Multi-GPU Gateway

The gateway is a gRPC reverse proxy that fronts several ReactantServer.jl workers behind one KServe V2 gRPC endpoint. It is pure Julia, lives in its own package ReactantServerGateway (ReactantServerGateway.serve_gateway), and reuses ReactantServerCore's node/config parsing and the generated KServe protobuf. Because it builds only on ReactantServerCore and the gRPC layer, the gateway carries no Reactant dependency.

You do not start the gateway yourself. When a node has two or more workers, the supervisor (ReactantServerNode.supervise, the node's default entry point) runs the gateway as an embedded child and synthesizes its worker endpoint list from the node file; a single-worker node skips it entirely (one worker already serves the full KServe V2 API). This page describes what that embedded gateway does. See Scaling to Multiple GPUs for when it appears and Deployment for the node.

Clients connect to a single gRPC endpoint. The gateway extracts the model name from each ModelInferRequest and forwards the raw protobuf bytes over gRPC to the worker that hosts that model.
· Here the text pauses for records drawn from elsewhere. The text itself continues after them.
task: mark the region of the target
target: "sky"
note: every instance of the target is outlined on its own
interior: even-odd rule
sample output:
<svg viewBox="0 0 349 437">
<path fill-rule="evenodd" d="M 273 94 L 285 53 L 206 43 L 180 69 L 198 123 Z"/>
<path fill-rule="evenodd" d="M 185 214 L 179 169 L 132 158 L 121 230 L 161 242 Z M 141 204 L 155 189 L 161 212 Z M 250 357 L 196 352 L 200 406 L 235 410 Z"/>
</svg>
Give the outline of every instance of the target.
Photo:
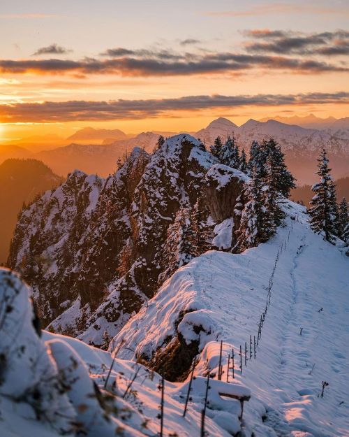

The KServe V2 protobuf wire format is identical end to end; the gateway is a gRPC-to-gRPC pass-through that never re-marshals the body.

What the gateway does

Single endpoint: clients reach all workers through one gRPC listener.
Model-name routing by autodiscovery: the gateway is given a flat list of worker endpoints: in its own gateway.yml and queries each worker's RepositoryIndex RPC (every 10s) to learn which models it currently serves. The discovered model-to-workers routing table is rebuilt and swapped in atomically on each probe, so a control-plane pin/unpin or a worker restart flips routing on the next probe.
Replica scheduling: a model served by more than one worker is load-balanced across those workers, either uniformly (round_robin, the default) or by packing each model onto a fixed, operator-configured number of GPUs with coalescing-aware routing (lpt_packing); see Scheduling modes below. Either way, a request fails over to the remaining replicas when a worker returns NotFound or Unavailable.
Readiness probe: a background loop calls each worker's KServe ServerReady RPC; /readyz is ready when at least one worker reports ready.
Raw passthrough: the ModelInfer hot path never decodes or re-marshals the protobuf body. The request and response types are Vector{UInt8} end to end (gRPCServer.jl and gRPCClient.jl support raw byte messages natively). To route, the gateway decodes a partial schema that declares only model_name (field 1) and id (field 3); ProtoBuf skips the tensor payload.
SHM broadcast: SystemSharedMemoryRegister / Unregister are fanned out to every worker. POSIX SHM regions are host-local; every worker attaches via shm_open independently. Register succeeds only if all workers succeed (it rolls back partial success); unregister succeeds if any worker does.
SHM namespace probe: IsSameIPCNamespace is fanned out to every worker and the gateway returns true only if all of them can see the client's region (any worker may service a later ModelInfer). A worker that errors or does not implement the RPC counts as false.
Observability: structured logs, Prometheus metrics, /healthz, and /readyz on a separate admin HTTP port.

Scheduling modes

For guidance on choosing round_robin versus lpt_packing and setting replica counts for your situation, with an example configuration for each shape, see Common Use Cases.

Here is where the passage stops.